To get at this wonderful idea in concrete form, let us consider in what way the science of astronomy has been affected by the discoveries in radio-activity. Astronomers are now accepting Professor Chamberlin’s view that glowing gases, which were termed nebulae, seen in spiral form in the heavens, are in the process of being involved into matter which will form stars. The spiral coiling seems to be going on about us in celestial regions with the same precision and by the name processes which built our world from nebula. Thus new astronomy — the last science to accept radio-activity — shows the changing Something coiling up for that terrestrial uncoiling now known as radio-activity. It is an ever-recurring circle.

The mystery of the coiling and the mystery of the uncoiling are finite when compared with the infinite mystery of the great illusive which is being coiled and uncoiled.

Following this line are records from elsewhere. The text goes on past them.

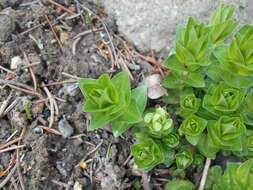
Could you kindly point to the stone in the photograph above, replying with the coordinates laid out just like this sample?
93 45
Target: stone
155 89
65 128
6 27
151 25
16 62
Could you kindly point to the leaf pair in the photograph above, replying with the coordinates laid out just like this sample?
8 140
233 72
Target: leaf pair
236 177
222 99
236 60
147 154
111 100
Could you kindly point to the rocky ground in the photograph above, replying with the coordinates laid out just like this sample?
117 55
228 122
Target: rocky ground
44 138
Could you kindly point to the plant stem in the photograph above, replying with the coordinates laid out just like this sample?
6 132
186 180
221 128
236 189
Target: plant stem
204 175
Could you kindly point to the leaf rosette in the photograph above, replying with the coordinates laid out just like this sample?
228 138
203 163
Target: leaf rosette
223 99
192 127
159 123
236 60
105 98
236 177
147 154
111 100
172 140
184 158
222 24
226 133
189 105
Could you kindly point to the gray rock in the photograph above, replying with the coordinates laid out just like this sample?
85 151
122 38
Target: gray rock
65 128
6 27
8 3
151 25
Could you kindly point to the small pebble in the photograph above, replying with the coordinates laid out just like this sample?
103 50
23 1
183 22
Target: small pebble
16 61
77 186
65 128
70 89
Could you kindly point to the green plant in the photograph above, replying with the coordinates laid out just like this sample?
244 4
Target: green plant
209 105
147 154
236 177
177 184
226 133
111 100
159 123
192 127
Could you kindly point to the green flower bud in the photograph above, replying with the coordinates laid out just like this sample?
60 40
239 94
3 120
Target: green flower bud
222 98
192 127
147 154
184 158
159 123
171 140
226 133
189 105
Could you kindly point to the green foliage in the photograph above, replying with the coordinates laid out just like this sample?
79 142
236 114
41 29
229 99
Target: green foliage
236 177
192 127
111 100
194 47
184 158
210 101
172 140
178 184
226 133
147 154
222 99
159 123
189 105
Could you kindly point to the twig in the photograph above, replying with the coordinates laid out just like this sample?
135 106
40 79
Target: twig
12 135
15 83
12 148
7 70
24 90
62 7
58 83
31 71
55 35
11 106
91 152
60 183
51 102
5 103
77 38
204 175
127 160
10 143
5 181
105 27
30 65
18 161
30 29
69 75
87 32
50 130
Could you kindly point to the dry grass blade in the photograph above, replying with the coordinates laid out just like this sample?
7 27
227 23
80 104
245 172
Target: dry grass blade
62 7
55 35
31 71
51 102
12 148
50 130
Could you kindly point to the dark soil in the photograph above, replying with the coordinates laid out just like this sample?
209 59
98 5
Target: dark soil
50 161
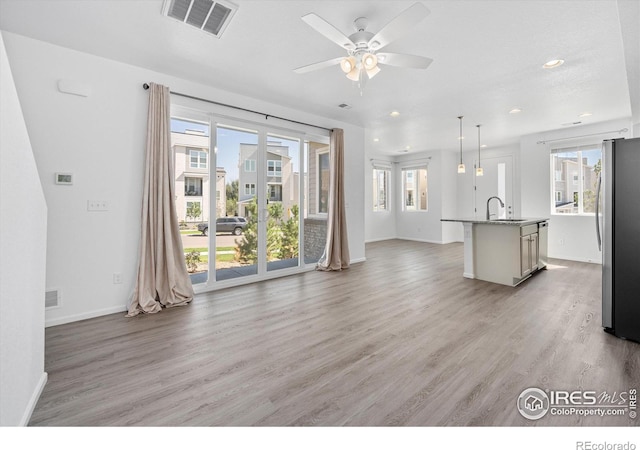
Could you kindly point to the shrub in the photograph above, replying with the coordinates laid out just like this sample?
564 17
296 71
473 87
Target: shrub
192 259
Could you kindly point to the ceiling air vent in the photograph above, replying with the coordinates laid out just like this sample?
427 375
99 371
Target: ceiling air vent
207 15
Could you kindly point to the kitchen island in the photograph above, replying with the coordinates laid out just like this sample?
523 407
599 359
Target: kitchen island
504 251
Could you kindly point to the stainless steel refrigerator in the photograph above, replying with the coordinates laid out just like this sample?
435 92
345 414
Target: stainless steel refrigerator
618 233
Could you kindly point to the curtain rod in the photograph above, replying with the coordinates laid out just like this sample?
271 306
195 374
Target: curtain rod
266 116
623 130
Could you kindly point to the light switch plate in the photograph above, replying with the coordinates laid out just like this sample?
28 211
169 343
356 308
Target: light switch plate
97 205
64 178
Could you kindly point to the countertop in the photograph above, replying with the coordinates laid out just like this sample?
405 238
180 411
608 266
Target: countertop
515 221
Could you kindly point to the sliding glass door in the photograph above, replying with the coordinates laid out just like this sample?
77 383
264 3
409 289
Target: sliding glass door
237 235
255 198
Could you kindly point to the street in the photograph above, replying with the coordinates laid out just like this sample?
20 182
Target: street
197 240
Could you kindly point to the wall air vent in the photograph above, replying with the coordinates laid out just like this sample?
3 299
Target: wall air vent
207 15
52 298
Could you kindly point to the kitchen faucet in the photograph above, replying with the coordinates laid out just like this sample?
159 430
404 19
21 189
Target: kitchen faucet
501 205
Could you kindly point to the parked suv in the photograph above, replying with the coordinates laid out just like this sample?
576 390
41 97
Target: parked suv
234 225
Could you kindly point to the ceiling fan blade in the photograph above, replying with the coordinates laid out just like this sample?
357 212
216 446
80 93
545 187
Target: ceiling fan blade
399 26
318 65
329 31
400 60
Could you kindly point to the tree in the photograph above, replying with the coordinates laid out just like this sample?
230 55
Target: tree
193 210
282 236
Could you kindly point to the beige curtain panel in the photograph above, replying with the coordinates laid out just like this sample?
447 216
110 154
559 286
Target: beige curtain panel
336 251
162 279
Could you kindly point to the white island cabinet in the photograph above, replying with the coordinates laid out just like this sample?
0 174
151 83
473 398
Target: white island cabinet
506 251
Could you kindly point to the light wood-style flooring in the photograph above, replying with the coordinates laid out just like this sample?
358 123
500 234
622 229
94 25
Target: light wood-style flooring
400 340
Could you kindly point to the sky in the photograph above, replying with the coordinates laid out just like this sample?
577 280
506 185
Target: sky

This concept of the uncoiling, or of radio-activity, is a rythmic [sic], measured disturbance of equilibrium. The negative electrons rotate around the positive center of an atom until an appointed time brings a fractional violation of ratio, when an explosion liberates an atom of helium and a new ratio is established for a new rhythm. Here is the uncoiling, the breaking down of matter on its way to its original ether or something unknown.

The strangest part of Dr. Savidge’s contention is that “there is an attraction of duration for matter” as mathematical as the attraction of gravitation. To go into this, and all that it involves, requires more space than a book review can give. But this with the other points in the new conception of radio-activity requires serious and continued study on the part of one educated in the idea of the eternity of the atom and the persistence of matter. This latter doctrine now seems to have gone by the board. Matter, like the “eternal hills,” is in the process of flux and of change and will vanish like a smoke wreath into its original ether, whatever that may be.

To those who wish to get in touch with modern thought as modified by this new subject of radio-activity, this book will be of priceless value. It suggests a great many possible avenues of approach to the great mysteries of existence, and indicates the marvelous “new knowledge” that has within a decade or two made so much of the old knowledge and teachings of science out of date.

The work is printed in large type, contains suggestive illustrations and is clearly written with copious notes of reference to modern experimenters and writers who have opened up this trail.